= Born–von Karman boundary condition =

Periodic boundary condition in solid-state physics

The Born–von Karman boundary condition requires the wave function to be periodic on a certain Bravais lattice. Named after Max Born and Theodore von Kármán, this periodic boundary condition is often applied in solid-state physics to model an ideal crystal. Born and von Kármán published a series of articles in 1912 and 1913 that presented this model of the specific heat of solids based on the crystalline hypothesis and included this boundary condition. Historically, the Born-von Karman boundary condition is, like the Debye model, an improvement upon the Einstein model of solids, the first quantum theory of specific heats.

The condition can be stated as

 $\psi(\mathbf{r}+N_i \mathbf{a}_i)=\psi(\mathbf{r}), \,$

where i runs over the dimensions of the Bravais lattice, the a_{i} are the primitive vectors of the lattice, and the N_{i} are integers (assuming the lattice has N cells where N=N_{1}N_{2}N_{3}). This definition can be used to show that

 $\psi(\mathbf{r}+\mathbf{T})=\psi(\mathbf{r})$

for any lattice translation vector T such that:

 $\mathbf{T} = \sum_i N_i \mathbf{a}_i.$

Note, however, the Born–von Karman boundary conditions are useful when N_{i} are large (infinite).

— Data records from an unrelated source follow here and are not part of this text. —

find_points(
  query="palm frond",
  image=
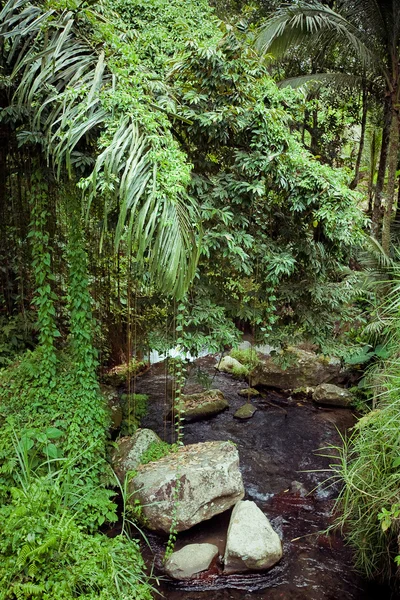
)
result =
(337, 80)
(305, 22)
(58, 79)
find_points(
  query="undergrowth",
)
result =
(369, 467)
(45, 552)
(248, 357)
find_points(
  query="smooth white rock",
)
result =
(252, 544)
(190, 560)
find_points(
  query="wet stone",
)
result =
(252, 544)
(249, 393)
(190, 560)
(246, 411)
(203, 405)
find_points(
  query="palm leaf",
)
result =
(305, 22)
(58, 79)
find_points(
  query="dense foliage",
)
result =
(157, 188)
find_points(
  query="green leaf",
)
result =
(53, 433)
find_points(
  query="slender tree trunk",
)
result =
(377, 208)
(391, 185)
(362, 138)
(372, 168)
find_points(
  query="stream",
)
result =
(279, 445)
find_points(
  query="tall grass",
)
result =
(369, 468)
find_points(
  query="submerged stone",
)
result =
(249, 393)
(252, 544)
(203, 405)
(189, 486)
(246, 411)
(301, 369)
(332, 395)
(190, 560)
(230, 365)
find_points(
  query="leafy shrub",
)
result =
(46, 554)
(247, 356)
(157, 450)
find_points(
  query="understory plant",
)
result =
(46, 553)
(369, 468)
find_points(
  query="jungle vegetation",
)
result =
(171, 174)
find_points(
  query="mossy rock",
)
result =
(203, 405)
(249, 393)
(246, 411)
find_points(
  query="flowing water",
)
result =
(280, 445)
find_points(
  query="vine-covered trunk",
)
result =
(377, 207)
(391, 184)
(362, 138)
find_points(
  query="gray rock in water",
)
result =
(249, 393)
(252, 544)
(190, 560)
(203, 405)
(209, 482)
(332, 395)
(296, 487)
(126, 457)
(246, 411)
(303, 369)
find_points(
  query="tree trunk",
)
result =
(391, 185)
(362, 138)
(377, 208)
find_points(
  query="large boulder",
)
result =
(303, 369)
(190, 560)
(252, 544)
(126, 457)
(332, 395)
(189, 486)
(203, 405)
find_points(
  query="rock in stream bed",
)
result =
(190, 560)
(332, 395)
(252, 544)
(209, 482)
(203, 405)
(246, 411)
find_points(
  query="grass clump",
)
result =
(247, 356)
(369, 468)
(157, 450)
(46, 553)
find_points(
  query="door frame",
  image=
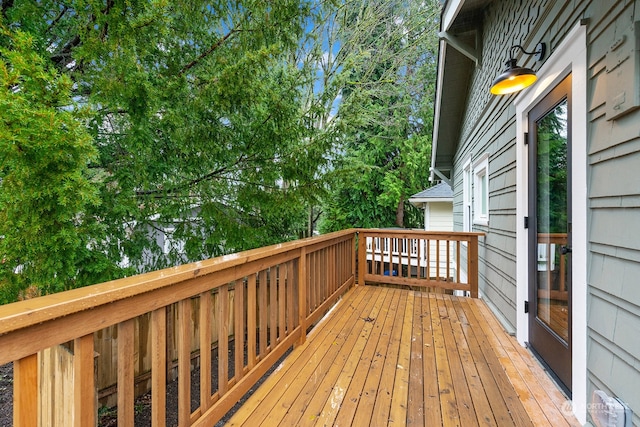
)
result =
(570, 56)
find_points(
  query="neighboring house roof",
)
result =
(438, 193)
(460, 34)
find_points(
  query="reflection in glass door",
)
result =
(550, 231)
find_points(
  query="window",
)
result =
(481, 190)
(466, 196)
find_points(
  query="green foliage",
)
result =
(383, 124)
(143, 134)
(44, 180)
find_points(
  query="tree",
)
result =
(188, 120)
(385, 115)
(46, 185)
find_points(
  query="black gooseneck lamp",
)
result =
(516, 78)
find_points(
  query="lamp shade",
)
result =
(513, 79)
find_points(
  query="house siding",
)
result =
(439, 216)
(613, 187)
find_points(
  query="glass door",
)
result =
(550, 231)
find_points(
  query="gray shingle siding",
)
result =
(488, 126)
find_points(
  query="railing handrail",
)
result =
(280, 290)
(34, 312)
(408, 232)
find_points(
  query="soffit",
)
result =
(454, 78)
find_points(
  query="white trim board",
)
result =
(570, 56)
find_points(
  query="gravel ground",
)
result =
(6, 395)
(108, 417)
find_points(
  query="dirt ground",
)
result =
(107, 417)
(6, 395)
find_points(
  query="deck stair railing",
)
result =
(444, 260)
(256, 305)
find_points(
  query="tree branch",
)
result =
(207, 52)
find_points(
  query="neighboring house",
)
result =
(437, 202)
(551, 174)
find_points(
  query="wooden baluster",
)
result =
(184, 362)
(302, 294)
(223, 340)
(84, 390)
(273, 307)
(238, 295)
(263, 313)
(251, 320)
(25, 391)
(126, 374)
(205, 350)
(158, 367)
(282, 272)
(362, 257)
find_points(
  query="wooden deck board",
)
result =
(397, 357)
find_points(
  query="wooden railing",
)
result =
(257, 304)
(552, 261)
(443, 260)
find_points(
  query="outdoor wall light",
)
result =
(516, 78)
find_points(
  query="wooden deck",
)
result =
(396, 357)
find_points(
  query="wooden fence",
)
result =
(251, 307)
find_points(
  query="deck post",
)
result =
(472, 258)
(303, 284)
(362, 256)
(25, 391)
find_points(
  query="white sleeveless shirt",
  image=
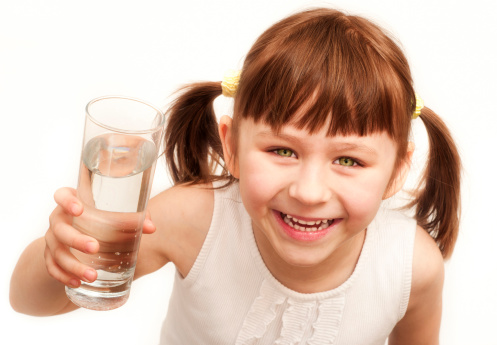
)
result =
(230, 297)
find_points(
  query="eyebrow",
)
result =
(338, 146)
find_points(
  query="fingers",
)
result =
(148, 225)
(67, 199)
(63, 232)
(63, 266)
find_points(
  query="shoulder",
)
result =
(182, 216)
(421, 323)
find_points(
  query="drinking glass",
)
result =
(121, 142)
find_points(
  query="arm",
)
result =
(181, 216)
(421, 323)
(46, 265)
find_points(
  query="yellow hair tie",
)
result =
(230, 82)
(419, 105)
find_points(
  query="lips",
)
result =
(306, 230)
(306, 225)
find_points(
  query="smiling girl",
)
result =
(276, 223)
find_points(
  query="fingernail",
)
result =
(149, 223)
(90, 276)
(74, 283)
(75, 208)
(91, 247)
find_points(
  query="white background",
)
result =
(56, 55)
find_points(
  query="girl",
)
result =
(276, 224)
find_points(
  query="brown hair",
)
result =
(353, 73)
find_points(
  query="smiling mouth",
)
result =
(303, 225)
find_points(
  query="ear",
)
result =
(401, 174)
(226, 135)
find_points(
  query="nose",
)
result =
(311, 186)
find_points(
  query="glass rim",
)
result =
(120, 130)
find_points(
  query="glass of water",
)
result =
(120, 147)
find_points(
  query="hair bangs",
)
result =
(324, 68)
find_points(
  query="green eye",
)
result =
(284, 152)
(346, 161)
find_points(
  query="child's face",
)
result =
(336, 181)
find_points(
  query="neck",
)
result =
(329, 274)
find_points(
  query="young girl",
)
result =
(276, 223)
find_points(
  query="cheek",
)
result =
(257, 186)
(362, 200)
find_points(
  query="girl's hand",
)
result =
(61, 264)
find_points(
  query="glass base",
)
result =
(96, 300)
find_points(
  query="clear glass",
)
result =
(120, 146)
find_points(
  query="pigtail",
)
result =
(437, 201)
(192, 145)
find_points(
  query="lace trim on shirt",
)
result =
(325, 316)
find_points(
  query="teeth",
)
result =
(303, 225)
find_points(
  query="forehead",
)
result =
(251, 130)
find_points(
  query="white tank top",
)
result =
(230, 297)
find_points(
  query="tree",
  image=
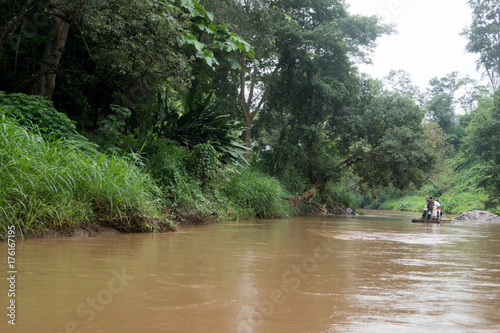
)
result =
(483, 37)
(320, 28)
(483, 142)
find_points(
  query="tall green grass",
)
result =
(55, 185)
(259, 193)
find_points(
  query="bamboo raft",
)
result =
(432, 220)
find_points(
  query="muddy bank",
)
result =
(478, 215)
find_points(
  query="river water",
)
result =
(371, 273)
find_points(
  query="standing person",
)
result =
(439, 210)
(430, 203)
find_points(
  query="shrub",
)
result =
(36, 112)
(54, 184)
(258, 192)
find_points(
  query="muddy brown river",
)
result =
(372, 273)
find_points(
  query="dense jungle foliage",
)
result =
(143, 114)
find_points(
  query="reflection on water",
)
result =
(374, 273)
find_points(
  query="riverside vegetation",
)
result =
(147, 115)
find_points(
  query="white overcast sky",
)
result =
(427, 43)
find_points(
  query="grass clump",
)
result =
(259, 193)
(53, 184)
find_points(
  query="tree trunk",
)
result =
(46, 81)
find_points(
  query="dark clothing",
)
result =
(430, 204)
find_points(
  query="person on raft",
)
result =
(430, 205)
(439, 211)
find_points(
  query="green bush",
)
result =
(259, 193)
(333, 194)
(54, 184)
(36, 112)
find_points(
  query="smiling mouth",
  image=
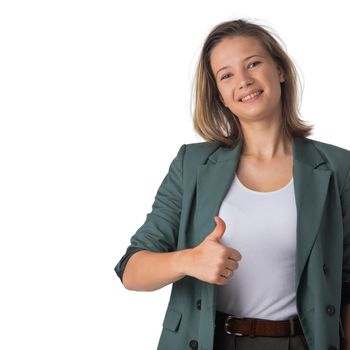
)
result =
(252, 96)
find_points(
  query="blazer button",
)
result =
(330, 310)
(193, 344)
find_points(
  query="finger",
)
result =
(219, 229)
(234, 255)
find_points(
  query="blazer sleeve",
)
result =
(159, 232)
(345, 203)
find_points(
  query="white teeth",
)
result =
(251, 96)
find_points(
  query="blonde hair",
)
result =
(215, 122)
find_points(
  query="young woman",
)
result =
(251, 227)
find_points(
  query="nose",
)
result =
(245, 80)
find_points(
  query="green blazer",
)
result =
(183, 213)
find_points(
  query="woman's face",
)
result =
(241, 66)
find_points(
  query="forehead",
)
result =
(233, 50)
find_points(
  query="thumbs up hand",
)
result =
(211, 261)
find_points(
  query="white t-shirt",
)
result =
(262, 227)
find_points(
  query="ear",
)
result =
(222, 100)
(281, 74)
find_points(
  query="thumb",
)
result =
(219, 229)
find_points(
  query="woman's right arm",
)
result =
(148, 271)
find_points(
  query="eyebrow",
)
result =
(247, 58)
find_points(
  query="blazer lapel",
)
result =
(310, 187)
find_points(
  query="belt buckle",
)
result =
(228, 318)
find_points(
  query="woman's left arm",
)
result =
(345, 315)
(345, 309)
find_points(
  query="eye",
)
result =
(225, 76)
(255, 63)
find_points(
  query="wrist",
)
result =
(183, 262)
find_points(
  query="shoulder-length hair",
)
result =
(215, 122)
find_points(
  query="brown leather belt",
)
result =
(255, 327)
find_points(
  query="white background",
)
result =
(95, 101)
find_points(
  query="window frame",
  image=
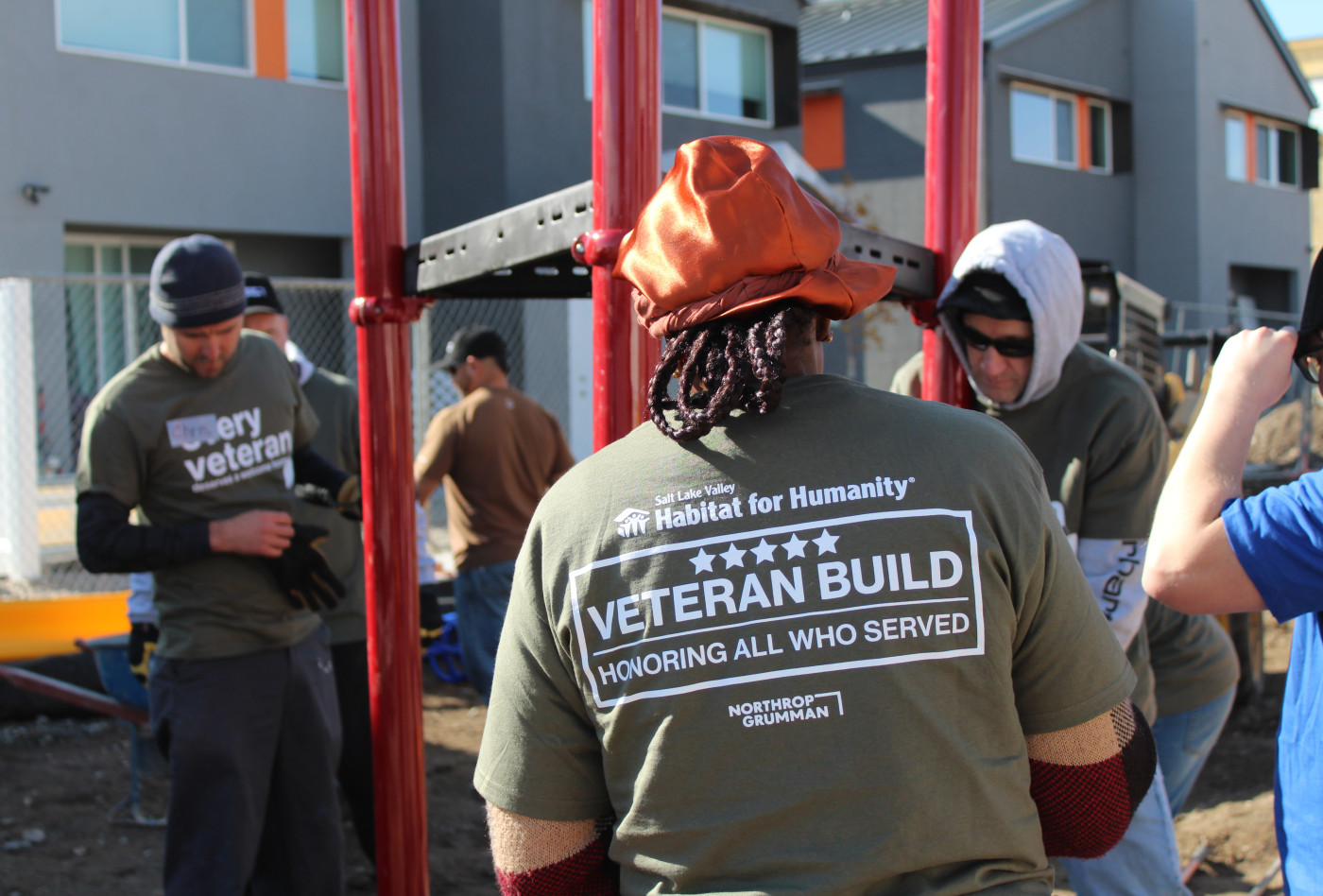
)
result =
(1081, 129)
(248, 70)
(703, 20)
(1250, 126)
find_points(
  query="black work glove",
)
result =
(142, 645)
(347, 499)
(303, 572)
(429, 615)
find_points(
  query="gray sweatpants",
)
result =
(253, 744)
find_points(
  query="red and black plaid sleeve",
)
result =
(588, 872)
(1085, 806)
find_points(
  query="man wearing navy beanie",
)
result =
(205, 436)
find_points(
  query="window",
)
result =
(314, 32)
(712, 68)
(191, 32)
(106, 319)
(1057, 129)
(1261, 149)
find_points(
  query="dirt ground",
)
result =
(59, 780)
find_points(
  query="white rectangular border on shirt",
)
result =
(909, 594)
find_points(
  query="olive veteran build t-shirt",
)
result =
(800, 654)
(187, 449)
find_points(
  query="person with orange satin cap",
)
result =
(796, 635)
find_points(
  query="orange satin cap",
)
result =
(730, 232)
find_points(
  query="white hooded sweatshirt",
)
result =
(1104, 443)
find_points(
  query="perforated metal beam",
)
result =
(524, 251)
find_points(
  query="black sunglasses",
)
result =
(1306, 351)
(1005, 347)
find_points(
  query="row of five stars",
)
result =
(764, 552)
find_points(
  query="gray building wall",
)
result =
(1093, 212)
(1166, 142)
(134, 145)
(512, 72)
(1175, 222)
(1243, 222)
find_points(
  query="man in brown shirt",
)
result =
(496, 452)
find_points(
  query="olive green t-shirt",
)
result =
(1102, 445)
(336, 404)
(185, 449)
(1194, 658)
(799, 655)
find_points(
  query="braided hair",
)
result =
(721, 366)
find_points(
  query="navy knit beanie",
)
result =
(196, 282)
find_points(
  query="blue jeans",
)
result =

The Born–von Karman boundary condition is important in solid-state physics for analyzing many features of crystals, such as diffraction and the band gap. Modeling the potential of a crystal as a periodic function with the Born–von Karman boundary condition and plugging in Schrödinger's equation results in a proof of Bloch's theorem, which is particularly important in understanding the band structure of crystals.